Written comments on the plan will be accepted through March 17. Known as the revised Substitute Environmental Document of the Bay-Delta Water Quality Control Plan, the proposal would affect flows in three San Joaquin River tributaries: the Stanislaus, Tuolumne and Merced rivers. It recommends between 30 percent and 50 percent of the rivers’ unimpaired flow be dedicated to fish; the water board says unimpaired flow averages 20 percent under current conditions.
The last of five public hearings on the plan, known by the short-hand term SED, came last week in Sacramento.
Although the water board’s plan suggests a range of the rivers’ unimpaired flow be dedicated to fish, board staff have recommended using 40 percent as a starting point. During the Sacramento hearing, fisheries agencies said that’s not adequate.
Jeff McClain, National Marine Fisheries Service division manager for the Central Valley, described the 40 percent recommendation as “a good start, but we want to make it clear that we don’t expect to achieve recovery with that 40 percent.”
U.S. Environmental Protection Agency environmental scientist Erin Foresman suggested that flow conditions recommended from February to June should be revised, to reflect year-round support for the natural production of San Joaquin River fish populations migrating through the Sacramento-San Joaquin Delta, including large summer cold-water reserves in local reservoirs.
Board member Dorene D’Adamo asked technical questions of staff and of presenters, including about potential benefits of flows during the month of June.
Water board Deputy Director Les Grober noted that in the past, planners have focused on flows during the April-May period, adding that “the tails of that period are terribly important.” D’Adamo asked to see figures on the presence of fish during June in all water-year types.
“The numbers seem to go up in wet years, so if we are looking at higher movement in wet years when there is a reduced impact on water supply, that seems to be closer to the sweet spot,” D’Adamo said. “But if we’re looking at a year type where the water supply impacts are much higher—such as in critically dry years—water supply impacts are about 40 percent.
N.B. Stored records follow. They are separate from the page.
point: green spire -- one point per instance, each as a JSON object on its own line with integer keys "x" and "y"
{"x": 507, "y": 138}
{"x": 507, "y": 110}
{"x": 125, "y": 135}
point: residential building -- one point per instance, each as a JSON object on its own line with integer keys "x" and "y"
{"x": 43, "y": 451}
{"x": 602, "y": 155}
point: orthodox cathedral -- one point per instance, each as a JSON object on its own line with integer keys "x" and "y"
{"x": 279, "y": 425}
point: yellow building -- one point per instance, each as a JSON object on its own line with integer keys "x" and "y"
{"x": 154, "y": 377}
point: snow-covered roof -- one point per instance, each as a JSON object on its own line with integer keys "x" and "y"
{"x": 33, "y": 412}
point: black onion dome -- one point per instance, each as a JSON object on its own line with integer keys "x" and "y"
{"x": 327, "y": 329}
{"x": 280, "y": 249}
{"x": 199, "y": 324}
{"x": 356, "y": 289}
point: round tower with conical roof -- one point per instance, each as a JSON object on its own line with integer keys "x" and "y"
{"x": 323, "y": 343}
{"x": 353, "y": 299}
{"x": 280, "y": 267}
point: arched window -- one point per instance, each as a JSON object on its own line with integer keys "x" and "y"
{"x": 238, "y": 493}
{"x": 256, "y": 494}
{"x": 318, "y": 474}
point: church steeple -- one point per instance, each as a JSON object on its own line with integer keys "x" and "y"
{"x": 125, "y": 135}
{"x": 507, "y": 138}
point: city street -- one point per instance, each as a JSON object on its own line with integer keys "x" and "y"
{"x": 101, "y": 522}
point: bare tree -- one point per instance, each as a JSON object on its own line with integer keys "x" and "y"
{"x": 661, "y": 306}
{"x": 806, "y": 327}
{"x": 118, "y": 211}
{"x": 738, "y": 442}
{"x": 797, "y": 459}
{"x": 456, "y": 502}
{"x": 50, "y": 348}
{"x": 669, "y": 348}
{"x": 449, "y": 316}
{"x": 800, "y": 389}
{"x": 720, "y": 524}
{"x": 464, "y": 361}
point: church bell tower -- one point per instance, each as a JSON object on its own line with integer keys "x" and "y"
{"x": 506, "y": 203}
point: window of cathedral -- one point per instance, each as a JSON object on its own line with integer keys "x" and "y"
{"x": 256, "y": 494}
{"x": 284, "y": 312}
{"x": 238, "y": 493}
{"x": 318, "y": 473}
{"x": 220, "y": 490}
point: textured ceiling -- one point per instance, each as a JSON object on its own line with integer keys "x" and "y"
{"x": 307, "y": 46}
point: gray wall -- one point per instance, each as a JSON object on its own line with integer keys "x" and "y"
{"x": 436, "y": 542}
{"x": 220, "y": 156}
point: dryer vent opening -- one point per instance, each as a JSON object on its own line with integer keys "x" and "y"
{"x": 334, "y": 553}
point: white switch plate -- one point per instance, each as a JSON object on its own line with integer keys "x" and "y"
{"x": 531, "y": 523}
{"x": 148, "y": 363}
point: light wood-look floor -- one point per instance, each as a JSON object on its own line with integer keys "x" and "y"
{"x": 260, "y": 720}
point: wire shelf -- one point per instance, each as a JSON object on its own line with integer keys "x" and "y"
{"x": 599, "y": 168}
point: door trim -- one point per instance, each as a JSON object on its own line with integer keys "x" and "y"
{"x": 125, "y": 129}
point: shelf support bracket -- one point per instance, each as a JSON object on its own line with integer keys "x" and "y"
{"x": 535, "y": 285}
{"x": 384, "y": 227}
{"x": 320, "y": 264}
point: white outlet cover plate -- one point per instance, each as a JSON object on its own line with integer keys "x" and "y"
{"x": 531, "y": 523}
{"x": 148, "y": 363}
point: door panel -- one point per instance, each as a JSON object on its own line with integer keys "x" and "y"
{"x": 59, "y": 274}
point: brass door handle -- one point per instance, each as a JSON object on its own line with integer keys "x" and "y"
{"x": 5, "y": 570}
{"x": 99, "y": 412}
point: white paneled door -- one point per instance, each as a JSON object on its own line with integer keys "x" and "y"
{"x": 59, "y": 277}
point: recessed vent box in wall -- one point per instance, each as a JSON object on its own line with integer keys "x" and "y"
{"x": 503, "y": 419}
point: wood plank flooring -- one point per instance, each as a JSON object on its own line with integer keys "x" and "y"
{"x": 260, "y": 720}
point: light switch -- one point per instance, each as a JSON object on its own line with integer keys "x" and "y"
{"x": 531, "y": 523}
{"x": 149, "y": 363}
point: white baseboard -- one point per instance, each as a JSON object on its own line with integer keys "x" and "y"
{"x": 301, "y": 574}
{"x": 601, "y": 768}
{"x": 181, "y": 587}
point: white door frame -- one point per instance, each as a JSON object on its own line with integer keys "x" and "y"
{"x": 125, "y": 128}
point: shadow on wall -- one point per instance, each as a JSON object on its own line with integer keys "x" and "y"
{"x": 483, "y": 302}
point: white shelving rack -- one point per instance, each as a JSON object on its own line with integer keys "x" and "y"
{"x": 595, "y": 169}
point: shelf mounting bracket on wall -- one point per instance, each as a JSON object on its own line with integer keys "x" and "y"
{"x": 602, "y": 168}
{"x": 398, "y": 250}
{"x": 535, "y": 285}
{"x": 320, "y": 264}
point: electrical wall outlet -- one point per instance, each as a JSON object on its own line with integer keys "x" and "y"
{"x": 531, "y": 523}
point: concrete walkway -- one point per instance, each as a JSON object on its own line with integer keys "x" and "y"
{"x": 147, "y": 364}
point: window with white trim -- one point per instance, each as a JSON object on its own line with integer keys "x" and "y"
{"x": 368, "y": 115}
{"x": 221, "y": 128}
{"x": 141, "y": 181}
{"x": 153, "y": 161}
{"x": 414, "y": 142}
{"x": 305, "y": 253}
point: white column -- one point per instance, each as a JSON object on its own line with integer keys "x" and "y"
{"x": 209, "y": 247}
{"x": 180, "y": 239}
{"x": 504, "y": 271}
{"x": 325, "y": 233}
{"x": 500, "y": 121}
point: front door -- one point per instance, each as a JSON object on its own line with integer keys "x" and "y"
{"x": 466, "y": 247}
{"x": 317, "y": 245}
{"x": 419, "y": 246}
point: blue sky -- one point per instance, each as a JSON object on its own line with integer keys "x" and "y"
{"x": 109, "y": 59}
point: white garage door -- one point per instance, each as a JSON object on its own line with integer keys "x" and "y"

That’s a big water supply hit, and I’m looking to compare that to the fish presence in those critically dry years.”
In response to public comments that the plan’s analysis of its impact on groundwater is inadequate, D’Adamo requested additional data on the combined effects of the SED and the Sustainable Groundwater Management Act.
The director of government affairs for the California Cattlemen’s Association, Kirk Wilbur, told the board that’s a key concern.
“The failure of the SED to account for the Sustainable Groundwater Management Act will reduce water supply even further and increase harmful effects on farmers and ranchers,” Wilbur said.
David Ahlem, president and chief executive officer of Hilmar Cheese Co., said reduced water supplies for dairies would affect the regional economy.
“If a milk supply is not readily available, dairy processors will be forced to close or relocate out of state.,” Ahlem said.
Michael Carlin, deputy general manager of the San Francisco Public Utilities Commission, pointed out its agreements with the Modesto and Turlock Irrigation Districts to share Tuolumne River water, and described the San Francisco agency’s water contracts with communities to the south.
“San Jose and Santa Clara are not permanent customers; they are interruptible,” he said. “Would you like to tell the mayor of San Jose that we have to interrupt his water supply because we no longer have a reliable source of water to serve them?”
Carlin agreed on the need to take action for fish, but disagreed with the SED proposal and said water agencies are looking for “a better way” to achieve fishery goals.
“We are actively exploring voluntary agreements and we will continue to explore voluntary agreements because in the end, that is going to be a better way to go,” he said.
The president of the Turlock Irrigation District board, Joe Alamo, said according to the district’s analysis, 2014 and 2015 would have had a zero allocation for all of its farm customers if the SED had been in place.
“This SED as written does not give us the room to work with the various agencies to do the things that the river needs and deserves. Our agencies can either prepare for a decade-long legal battle, or we can actually do something meaningful for the river without harming our region,” Alamo said.
Written comments may be addressed to Jeanine Townsend, Clerk to the Board, State Water Resources Control Board, 1001 I St., 24th Floor, Sacramento, CA 95814.